If the jurisdictional High Court has not expressed any view in regard to the subject matter and there is conflict of views among other High Courts, then the Tribunal will be free to formulate its own view in the light of Atma Steels P. Ltd. case; however, there is a decision of only one High Court in regard to disputed interpretation or proposition of law, the Tribunal is bound to follow that order since it is not at liberty to disregard the solitary High Court decision.
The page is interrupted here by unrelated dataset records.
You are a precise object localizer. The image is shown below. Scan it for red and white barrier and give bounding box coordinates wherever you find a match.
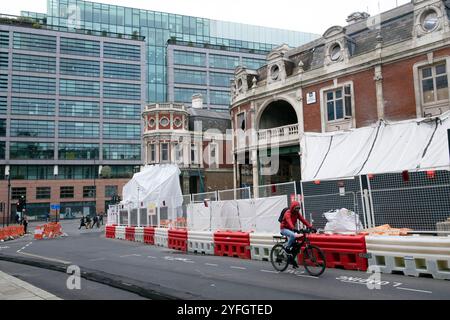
[188,231,214,255]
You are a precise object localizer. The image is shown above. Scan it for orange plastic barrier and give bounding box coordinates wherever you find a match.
[0,225,25,240]
[34,223,63,240]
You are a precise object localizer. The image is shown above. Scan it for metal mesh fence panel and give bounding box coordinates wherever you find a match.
[258,182,297,206]
[302,178,365,231]
[368,169,450,232]
[139,208,147,227]
[218,187,252,201]
[119,209,128,226]
[130,209,138,227]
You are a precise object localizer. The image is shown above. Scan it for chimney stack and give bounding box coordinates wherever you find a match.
[192,94,203,109]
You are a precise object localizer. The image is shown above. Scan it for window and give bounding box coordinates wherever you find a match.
[161,143,169,162]
[210,72,233,87]
[13,54,56,73]
[209,54,239,69]
[173,143,183,163]
[59,122,99,139]
[36,187,51,200]
[422,9,438,32]
[103,123,140,140]
[60,79,100,97]
[209,143,219,168]
[191,144,198,164]
[210,90,230,106]
[10,142,54,160]
[0,142,5,159]
[0,52,8,70]
[0,119,5,137]
[104,42,141,60]
[242,57,265,70]
[174,88,207,104]
[12,76,56,95]
[59,101,100,118]
[104,82,141,100]
[330,44,342,61]
[9,166,54,180]
[420,62,449,105]
[174,69,206,85]
[0,75,7,93]
[237,113,246,130]
[104,62,141,80]
[60,58,100,78]
[11,98,56,116]
[0,31,9,49]
[59,143,99,160]
[103,144,141,160]
[105,186,118,198]
[10,120,55,138]
[60,186,74,199]
[83,186,96,198]
[104,103,141,120]
[325,85,352,121]
[13,32,56,53]
[0,96,6,115]
[58,166,98,180]
[12,188,26,200]
[149,144,156,162]
[173,50,206,67]
[60,38,100,57]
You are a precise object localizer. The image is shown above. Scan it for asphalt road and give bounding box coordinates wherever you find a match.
[1,220,449,300]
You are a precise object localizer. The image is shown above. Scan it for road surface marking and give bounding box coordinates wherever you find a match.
[89,258,106,262]
[205,263,218,267]
[18,251,71,265]
[261,270,279,274]
[340,280,368,285]
[119,254,142,258]
[147,256,157,259]
[297,274,319,279]
[230,266,247,270]
[397,287,432,294]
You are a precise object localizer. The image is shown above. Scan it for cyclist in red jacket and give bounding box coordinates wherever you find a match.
[280,201,315,254]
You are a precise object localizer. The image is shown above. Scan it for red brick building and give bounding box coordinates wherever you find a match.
[230,0,450,193]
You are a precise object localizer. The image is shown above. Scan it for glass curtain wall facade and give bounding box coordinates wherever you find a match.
[44,0,319,105]
[0,19,145,217]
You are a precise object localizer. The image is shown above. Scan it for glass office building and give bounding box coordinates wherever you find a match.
[41,0,318,106]
[0,15,146,218]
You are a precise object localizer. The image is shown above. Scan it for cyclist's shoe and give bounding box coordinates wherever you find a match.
[292,260,299,269]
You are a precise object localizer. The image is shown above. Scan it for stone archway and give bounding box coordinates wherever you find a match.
[257,99,298,130]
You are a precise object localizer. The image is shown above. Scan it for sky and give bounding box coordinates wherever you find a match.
[3,0,411,35]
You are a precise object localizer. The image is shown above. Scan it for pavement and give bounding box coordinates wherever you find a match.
[1,220,450,300]
[0,268,61,300]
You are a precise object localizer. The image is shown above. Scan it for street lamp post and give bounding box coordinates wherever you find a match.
[5,165,11,227]
[54,165,58,223]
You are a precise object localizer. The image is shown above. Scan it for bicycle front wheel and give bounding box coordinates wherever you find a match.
[270,244,289,272]
[302,245,326,277]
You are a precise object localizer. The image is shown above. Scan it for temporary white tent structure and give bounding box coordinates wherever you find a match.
[121,164,183,208]
[300,112,450,181]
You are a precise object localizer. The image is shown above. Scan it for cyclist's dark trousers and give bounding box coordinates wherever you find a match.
[281,229,296,249]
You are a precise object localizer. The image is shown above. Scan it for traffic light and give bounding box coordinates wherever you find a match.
[17,196,26,213]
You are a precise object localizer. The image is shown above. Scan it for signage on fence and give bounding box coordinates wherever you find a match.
[148,203,156,216]
[50,204,61,210]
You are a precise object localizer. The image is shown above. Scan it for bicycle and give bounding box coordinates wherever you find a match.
[270,228,326,277]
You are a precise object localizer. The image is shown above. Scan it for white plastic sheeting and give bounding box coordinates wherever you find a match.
[301,113,450,181]
[187,195,287,233]
[121,164,183,208]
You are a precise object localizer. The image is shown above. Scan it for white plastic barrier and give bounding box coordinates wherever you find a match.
[250,233,278,261]
[115,226,126,240]
[155,228,168,248]
[135,227,144,243]
[187,231,214,255]
[366,236,450,280]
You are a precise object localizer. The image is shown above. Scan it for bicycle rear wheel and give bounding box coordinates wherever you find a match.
[302,245,326,277]
[270,244,289,272]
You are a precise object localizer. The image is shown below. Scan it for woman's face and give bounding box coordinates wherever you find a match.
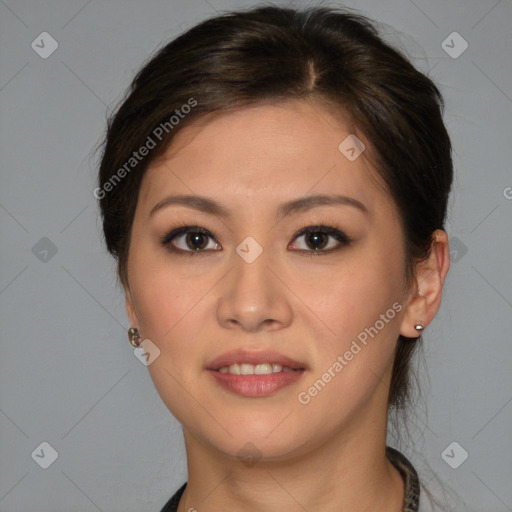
[125,99,414,460]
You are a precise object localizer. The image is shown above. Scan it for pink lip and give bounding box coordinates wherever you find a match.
[206,349,306,371]
[205,349,306,398]
[207,370,304,397]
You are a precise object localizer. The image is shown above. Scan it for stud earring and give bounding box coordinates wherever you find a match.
[128,327,142,348]
[414,323,424,336]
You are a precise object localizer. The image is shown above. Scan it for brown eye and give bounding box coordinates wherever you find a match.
[160,224,352,257]
[161,226,220,254]
[290,225,353,255]
[303,231,330,250]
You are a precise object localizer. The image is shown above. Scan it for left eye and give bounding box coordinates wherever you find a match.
[160,225,352,255]
[289,226,352,254]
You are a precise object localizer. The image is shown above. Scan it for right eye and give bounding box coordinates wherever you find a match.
[160,225,220,255]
11. In the present case, the decisions of the High Courts of Andhra Pradesh and Bombay in regard to reckoning of relevant date in cases where refund claims are filed invoking Notifications granting exemption based upon total value/quantity of clearances during a financial year have to be implemented by the authorities within their jurisdiction with reference to assessees within such jurisdiction. The respondents/assessees in the two appeals viz. M/s. Kashmir Conductor and M/s. Laldee (P) Ltd. are not situated in the jurisdiction of either of the above two High Courts and, therefore, will be bound by this Larger Bench order.
12. In the light of the above discussion, we hold that the time limit for refund claims filed on the basis of the Notifications granting exemption based upon the value of clearances during a particular financial year will commence from the date of payment of duty and that such refund claims are covered by Explanation (f) to Section 11B of the CESA, 1944.
13. Accordingly, the impugned orders of the lower appellate authority are set aside and the appeals of the Revenue are allowed.